FLUIDS & LEAKS: When to Change, and where is that coming from? #TuesdayTechTip

It's Tuesday, so that means it's time for our weekly #TechTip!

Spring is right around the corner, now is a great time to do some spring checks before firing the engine for the first drive of 2022. Tune in every Tuesday for another tech tip!

FLUIDS: There is a great debate on what to do with a car going into winter storage. Change the fluids in the fall or the spring? We have always subscribed to the fall fluid change mentality, especially the oil and filter.

Our Rally Director Graham says "I change the oil in my engines a week or two before storage and make sure to drive at least half an hour to get that fresh oil dispersed through the engine. Not only does this take one thing off your spring to-do list, but it also means your engine and all its internal components are sitting in fresh oil all winter, as oil is used it collects acid and other contaminants from the combustion process, you don't want your engine bearings, etc, sitting in this used oil all winter."

Even if you prefer to wait till spring, make sure you change your oil and filter before the driving season!

When doing your spring prep make sure to check all the other important fluids: Coolant, transmission fluid, rear diff lube, power steering, brake & clutch fluids, etc. When was the last time you changed your coolant or flushed your brake system? DOT3/4 fluids are "hygroscopic" meaning they attract and retain moisture. This can cause internal system corrosion, and lower the boiling point of the fluid, making it less effective in hard or frequent braking.

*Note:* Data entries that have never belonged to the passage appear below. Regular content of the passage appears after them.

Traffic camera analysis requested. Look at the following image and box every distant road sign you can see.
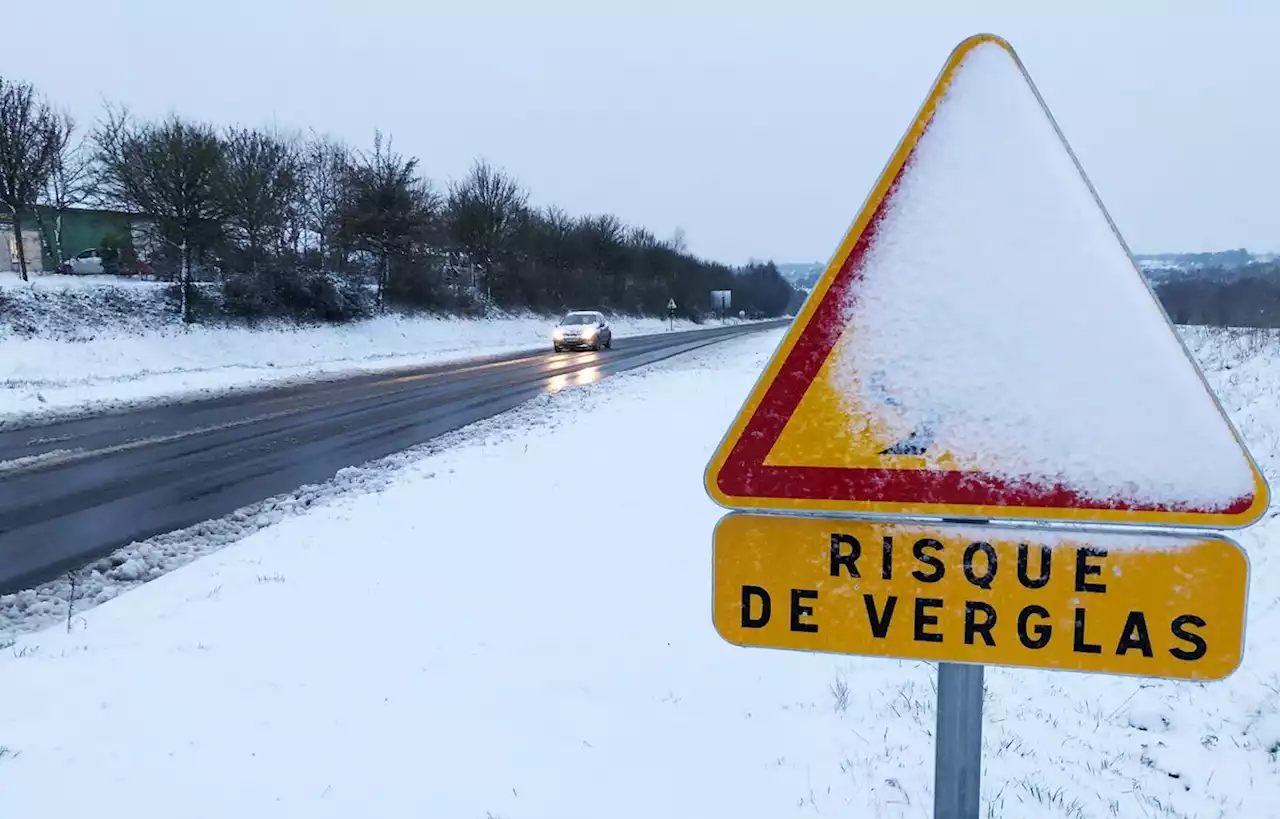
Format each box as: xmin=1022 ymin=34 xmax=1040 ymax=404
xmin=704 ymin=28 xmax=1268 ymax=527
xmin=714 ymin=513 xmax=1249 ymax=680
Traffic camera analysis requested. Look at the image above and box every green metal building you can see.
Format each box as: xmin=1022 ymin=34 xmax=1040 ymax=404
xmin=0 ymin=205 xmax=141 ymax=273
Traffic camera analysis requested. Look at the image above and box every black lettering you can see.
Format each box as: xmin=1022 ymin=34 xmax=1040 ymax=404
xmin=1075 ymin=546 xmax=1107 ymax=592
xmin=964 ymin=541 xmax=996 ymax=589
xmin=915 ymin=598 xmax=942 ymax=642
xmin=1071 ymin=609 xmax=1102 ymax=654
xmin=1116 ymin=612 xmax=1151 ymax=656
xmin=863 ymin=594 xmax=897 ymax=640
xmin=1169 ymin=614 xmax=1208 ymax=660
xmin=1018 ymin=605 xmax=1053 ymax=649
xmin=831 ymin=532 xmax=863 ymax=577
xmin=791 ymin=589 xmax=818 ymax=632
xmin=1018 ymin=543 xmax=1053 ymax=589
xmin=964 ymin=600 xmax=996 ymax=645
xmin=742 ymin=586 xmax=772 ymax=628
xmin=911 ymin=537 xmax=946 ymax=584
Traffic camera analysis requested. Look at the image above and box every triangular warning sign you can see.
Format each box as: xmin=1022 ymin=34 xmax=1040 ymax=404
xmin=705 ymin=35 xmax=1268 ymax=527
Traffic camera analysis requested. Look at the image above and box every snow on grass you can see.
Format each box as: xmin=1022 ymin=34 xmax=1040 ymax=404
xmin=0 ymin=326 xmax=1280 ymax=819
xmin=0 ymin=276 xmax=727 ymax=424
xmin=831 ymin=44 xmax=1253 ymax=509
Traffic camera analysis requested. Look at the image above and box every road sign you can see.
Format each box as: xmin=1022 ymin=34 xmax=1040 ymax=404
xmin=705 ymin=36 xmax=1268 ymax=527
xmin=714 ymin=513 xmax=1249 ymax=681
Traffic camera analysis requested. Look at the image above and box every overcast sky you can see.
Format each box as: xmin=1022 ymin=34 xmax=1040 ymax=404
xmin=12 ymin=0 xmax=1280 ymax=262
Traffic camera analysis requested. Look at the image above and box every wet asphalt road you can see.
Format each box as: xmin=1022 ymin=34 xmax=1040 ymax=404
xmin=0 ymin=321 xmax=786 ymax=594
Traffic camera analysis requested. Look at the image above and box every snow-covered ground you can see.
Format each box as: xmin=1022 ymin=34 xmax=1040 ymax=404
xmin=0 ymin=274 xmax=732 ymax=425
xmin=0 ymin=330 xmax=1280 ymax=819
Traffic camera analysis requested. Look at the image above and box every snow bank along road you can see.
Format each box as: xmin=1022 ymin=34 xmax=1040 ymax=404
xmin=0 ymin=321 xmax=785 ymax=594
xmin=0 ymin=330 xmax=1280 ymax=819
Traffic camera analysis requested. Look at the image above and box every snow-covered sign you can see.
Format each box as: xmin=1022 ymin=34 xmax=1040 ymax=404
xmin=705 ymin=35 xmax=1268 ymax=527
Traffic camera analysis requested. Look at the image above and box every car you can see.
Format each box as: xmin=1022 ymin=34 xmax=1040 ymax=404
xmin=63 ymin=248 xmax=102 ymax=275
xmin=552 ymin=310 xmax=613 ymax=352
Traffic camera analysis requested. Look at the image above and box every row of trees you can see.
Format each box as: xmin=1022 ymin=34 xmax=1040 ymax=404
xmin=1153 ymin=270 xmax=1280 ymax=328
xmin=0 ymin=78 xmax=796 ymax=320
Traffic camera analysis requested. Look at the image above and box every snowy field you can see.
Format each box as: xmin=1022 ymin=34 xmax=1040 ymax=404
xmin=0 ymin=274 xmax=727 ymax=425
xmin=0 ymin=322 xmax=1280 ymax=819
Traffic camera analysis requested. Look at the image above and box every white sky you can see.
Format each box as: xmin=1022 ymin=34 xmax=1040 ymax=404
xmin=12 ymin=0 xmax=1280 ymax=262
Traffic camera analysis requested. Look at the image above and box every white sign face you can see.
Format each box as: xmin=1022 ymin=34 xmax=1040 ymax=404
xmin=708 ymin=37 xmax=1268 ymax=527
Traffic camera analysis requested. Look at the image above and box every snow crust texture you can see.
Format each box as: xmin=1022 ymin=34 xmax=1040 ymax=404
xmin=831 ymin=44 xmax=1253 ymax=508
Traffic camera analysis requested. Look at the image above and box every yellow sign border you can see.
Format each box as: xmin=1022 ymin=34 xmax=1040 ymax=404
xmin=703 ymin=33 xmax=1271 ymax=529
xmin=709 ymin=511 xmax=1253 ymax=682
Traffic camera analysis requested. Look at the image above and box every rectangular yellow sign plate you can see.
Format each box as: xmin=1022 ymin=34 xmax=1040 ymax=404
xmin=714 ymin=513 xmax=1249 ymax=680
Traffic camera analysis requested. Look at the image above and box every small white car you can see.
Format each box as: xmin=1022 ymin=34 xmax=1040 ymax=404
xmin=63 ymin=247 xmax=102 ymax=275
xmin=552 ymin=310 xmax=613 ymax=352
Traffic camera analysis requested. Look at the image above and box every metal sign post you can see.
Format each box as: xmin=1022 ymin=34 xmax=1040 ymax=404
xmin=933 ymin=663 xmax=983 ymax=819
xmin=703 ymin=35 xmax=1271 ymax=819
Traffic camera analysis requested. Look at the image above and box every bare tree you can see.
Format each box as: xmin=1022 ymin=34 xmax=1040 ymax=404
xmin=36 ymin=114 xmax=93 ymax=265
xmin=302 ymin=133 xmax=351 ymax=269
xmin=445 ymin=159 xmax=529 ymax=299
xmin=220 ymin=128 xmax=301 ymax=273
xmin=339 ymin=132 xmax=439 ymax=310
xmin=0 ymin=77 xmax=65 ymax=282
xmin=93 ymin=109 xmax=225 ymax=321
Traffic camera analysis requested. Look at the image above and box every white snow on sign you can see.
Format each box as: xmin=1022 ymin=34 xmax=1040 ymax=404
xmin=831 ymin=42 xmax=1254 ymax=505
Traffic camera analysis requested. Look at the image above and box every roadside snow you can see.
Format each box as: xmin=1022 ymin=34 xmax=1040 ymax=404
xmin=0 ymin=274 xmax=727 ymax=425
xmin=0 ymin=326 xmax=1280 ymax=819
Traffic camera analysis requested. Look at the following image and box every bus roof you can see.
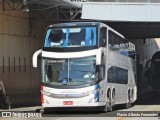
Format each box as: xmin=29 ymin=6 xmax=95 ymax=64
xmin=48 ymin=22 xmax=103 ymax=27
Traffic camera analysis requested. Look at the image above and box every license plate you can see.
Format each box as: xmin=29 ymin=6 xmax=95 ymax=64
xmin=63 ymin=101 xmax=73 ymax=105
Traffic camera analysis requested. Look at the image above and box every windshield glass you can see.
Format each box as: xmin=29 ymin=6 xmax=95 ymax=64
xmin=42 ymin=57 xmax=98 ymax=86
xmin=44 ymin=27 xmax=96 ymax=48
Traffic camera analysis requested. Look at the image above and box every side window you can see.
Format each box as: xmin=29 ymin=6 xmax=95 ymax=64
xmin=99 ymin=27 xmax=107 ymax=47
xmin=107 ymin=66 xmax=128 ymax=84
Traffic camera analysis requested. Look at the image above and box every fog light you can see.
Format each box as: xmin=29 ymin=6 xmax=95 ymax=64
xmin=89 ymin=98 xmax=98 ymax=103
xmin=44 ymin=99 xmax=49 ymax=104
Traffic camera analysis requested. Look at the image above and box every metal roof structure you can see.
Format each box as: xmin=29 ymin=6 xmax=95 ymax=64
xmin=81 ymin=2 xmax=160 ymax=39
xmin=81 ymin=2 xmax=160 ymax=22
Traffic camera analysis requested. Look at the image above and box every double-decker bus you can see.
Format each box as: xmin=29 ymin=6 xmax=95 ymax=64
xmin=33 ymin=22 xmax=137 ymax=112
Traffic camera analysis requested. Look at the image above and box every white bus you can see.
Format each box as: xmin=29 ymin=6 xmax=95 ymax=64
xmin=33 ymin=22 xmax=137 ymax=112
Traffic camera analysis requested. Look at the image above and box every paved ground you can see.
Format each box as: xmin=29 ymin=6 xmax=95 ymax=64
xmin=0 ymin=91 xmax=160 ymax=120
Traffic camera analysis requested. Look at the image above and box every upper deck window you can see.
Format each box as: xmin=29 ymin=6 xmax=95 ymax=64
xmin=44 ymin=27 xmax=97 ymax=48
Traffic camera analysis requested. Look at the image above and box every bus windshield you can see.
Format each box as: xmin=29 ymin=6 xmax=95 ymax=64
xmin=42 ymin=56 xmax=98 ymax=86
xmin=44 ymin=27 xmax=97 ymax=48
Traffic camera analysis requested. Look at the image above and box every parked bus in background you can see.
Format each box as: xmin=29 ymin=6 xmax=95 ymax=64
xmin=33 ymin=22 xmax=137 ymax=112
xmin=145 ymin=51 xmax=160 ymax=90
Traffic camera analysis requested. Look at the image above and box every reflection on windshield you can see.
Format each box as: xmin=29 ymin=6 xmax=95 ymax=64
xmin=44 ymin=27 xmax=96 ymax=48
xmin=42 ymin=57 xmax=98 ymax=85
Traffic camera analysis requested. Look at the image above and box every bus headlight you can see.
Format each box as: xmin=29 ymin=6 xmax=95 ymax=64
xmin=89 ymin=97 xmax=98 ymax=103
xmin=83 ymin=89 xmax=99 ymax=95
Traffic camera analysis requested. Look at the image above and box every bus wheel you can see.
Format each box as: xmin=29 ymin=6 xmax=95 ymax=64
xmin=107 ymin=90 xmax=113 ymax=112
xmin=125 ymin=90 xmax=132 ymax=109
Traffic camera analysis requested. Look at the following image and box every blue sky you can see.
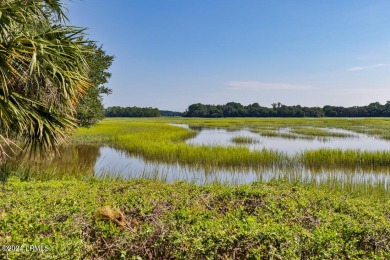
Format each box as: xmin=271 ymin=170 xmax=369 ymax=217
xmin=67 ymin=0 xmax=390 ymax=111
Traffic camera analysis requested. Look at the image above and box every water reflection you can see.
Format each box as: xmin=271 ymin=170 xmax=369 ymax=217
xmin=176 ymin=124 xmax=390 ymax=155
xmin=94 ymin=146 xmax=390 ymax=190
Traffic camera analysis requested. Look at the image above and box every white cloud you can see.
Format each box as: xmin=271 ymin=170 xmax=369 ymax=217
xmin=348 ymin=63 xmax=387 ymax=71
xmin=225 ymin=81 xmax=312 ymax=90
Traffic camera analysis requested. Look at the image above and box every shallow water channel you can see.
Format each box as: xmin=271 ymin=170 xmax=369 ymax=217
xmin=9 ymin=125 xmax=390 ymax=190
xmin=175 ymin=124 xmax=390 ymax=155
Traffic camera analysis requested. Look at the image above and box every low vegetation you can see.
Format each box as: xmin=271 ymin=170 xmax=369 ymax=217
xmin=231 ymin=136 xmax=259 ymax=144
xmin=0 ymin=118 xmax=390 ymax=259
xmin=75 ymin=118 xmax=390 ymax=169
xmin=0 ymin=178 xmax=390 ymax=259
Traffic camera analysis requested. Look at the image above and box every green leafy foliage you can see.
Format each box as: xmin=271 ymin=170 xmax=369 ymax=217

Make sure you keep an eye on all those important fluids!

LEAKS: If you stored your car all winter, take a peek at her parking spot for signs of leaks! We British car enthusiasts lovingly say "If there's no oil under em', there's no oil in em!" Still, leaks are a sign something isn't quite right. If you are having a hard time identifying a leak, leave a piece of cardboard covered with a paper towel under the car, based on the location and fluid color you should be able to identify the culprit. Remember, it doesn't take much for a small leak to become a big problem! Losing all your brake fluid while on the highway is terrifying, (ask us how we know)

We will see you next week for another #TechTip!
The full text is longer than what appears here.